Thanks. And yes I am happy with the size of my collection. Next year I plan on adding a gigantifolium and adductum/anitum but this is as big as it gets. I love that huge window but I don't want things to get unmanageable. That's how I got into trouble last time....it wasn't fun any more so I got rid of everything. This way it looks neat and tidy but I have enough quality plants to make me happy.

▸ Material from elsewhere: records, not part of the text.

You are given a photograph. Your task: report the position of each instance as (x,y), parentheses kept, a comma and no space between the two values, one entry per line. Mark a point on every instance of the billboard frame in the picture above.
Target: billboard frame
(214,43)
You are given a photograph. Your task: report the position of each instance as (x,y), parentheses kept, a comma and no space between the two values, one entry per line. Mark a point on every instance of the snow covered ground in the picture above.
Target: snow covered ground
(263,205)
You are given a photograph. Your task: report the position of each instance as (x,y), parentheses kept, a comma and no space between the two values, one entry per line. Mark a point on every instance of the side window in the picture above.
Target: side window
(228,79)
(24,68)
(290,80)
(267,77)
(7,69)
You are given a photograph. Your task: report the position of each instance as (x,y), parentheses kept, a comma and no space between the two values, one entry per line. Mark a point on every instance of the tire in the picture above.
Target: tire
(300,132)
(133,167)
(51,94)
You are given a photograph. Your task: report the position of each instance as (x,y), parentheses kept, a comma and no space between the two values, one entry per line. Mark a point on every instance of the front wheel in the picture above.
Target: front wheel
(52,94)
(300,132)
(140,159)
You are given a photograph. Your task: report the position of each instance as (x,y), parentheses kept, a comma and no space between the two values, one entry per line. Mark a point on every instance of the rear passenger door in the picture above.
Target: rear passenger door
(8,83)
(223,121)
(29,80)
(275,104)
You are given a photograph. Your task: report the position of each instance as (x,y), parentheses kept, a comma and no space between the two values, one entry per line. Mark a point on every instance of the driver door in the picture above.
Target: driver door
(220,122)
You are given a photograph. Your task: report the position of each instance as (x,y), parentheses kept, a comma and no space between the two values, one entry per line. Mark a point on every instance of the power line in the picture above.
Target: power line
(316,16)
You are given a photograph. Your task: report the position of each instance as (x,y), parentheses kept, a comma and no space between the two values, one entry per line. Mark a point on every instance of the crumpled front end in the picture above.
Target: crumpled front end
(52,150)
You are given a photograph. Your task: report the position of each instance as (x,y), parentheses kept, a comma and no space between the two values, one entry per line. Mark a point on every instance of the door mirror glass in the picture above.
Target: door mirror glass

I've been trying to upload photos onto my laptop but ever since we upgraded to Windows 10 I can't figure it out. The laptop makes noise so I know it recognizes the camera hookup but it doesn't pop up an icon for me to actually transfer them to the laptop. Strange. I'll keep working on it.


----------



## Wendy (Nov 1, 2015)

Changed a little again......

Paph Michael Koopowitz (sanderianum 'Deep Pockets' x roebelinii 'Grace' AM/AOS)
Paph godefroyae....BS
Paph wardii...NBS
Paph delenatii alba...NBS
Paph helenae....multigrowth, BS
Paph philipinnense....BS
Paph parishii......NBS
Paph rothschildianum ('Gigantic' FCC/AOS x 'Canadian Club' G/JOGA)....SS
Paph randsii x self....MS
Paph (Impulse x Ruby Leopard) 'Pink Doll' x Hsinying Glory 'HOF'...BS
Paph Hung Sheng Eagle.....NBS
Paph Chi Hua Dancer.....BS
Paph kolopakingii 'Gregory'....div
Paph stonei 'The Best' x 'New Dimension'....LS
Paph Sander's Pride (stonei 'Wesley' x sanderianum 'Twister')...BS
Paph roth x sib ('Excelsior' FCC/AOS x 'Red Glory' FCC/AOS)...NBS
Paph supardii x sib ('Twister' x 'Wild Dance')...BS
Paph Johanna Burkhardt (adductum 'Wesley' x roth 'Mont Milais' FCC/AOS, FCC/RHS)...NBS
Paph glanduliferum v gardneri x sib (Black & Shine' x 'Dark Chocolate')...BS
Paph Johanana Burkhardt 'Charlie'...BS
*Paph Spiderman.....BS*

Thanks for the trade John! 

I also bought a blooming Psychopsis Mariposa with several growths. Psychopsis have always fascinated me.


----------



## Marco (Nov 1, 2015)

Looks good Wendy. What happens after the gigantifolium and adductum/anitum is added next year oke:


----------



## John M (Nov 1, 2015)

Marco said:


> What happens after the gigantifolium and adductum/anitum is added next year oke:



The huge family room window gets converted into a doorway leading into a nice, big, Florida room with places to sit and relax as well as plant shelves and room for hanging pots overhead! :rollhappy:


----------



## Wendy (Nov 2, 2015)

Marco said:


> Looks good Wendy. What happens after the gigantifolium and adductum/anitum is added next year oke:



Ya but I kept the Paph count the same....did a trade. And as far as the new purchase (Psychopsis) I gave away all my NoId Phals to my neighbours sister....so I actually have less plants now than a couple weeks ago. 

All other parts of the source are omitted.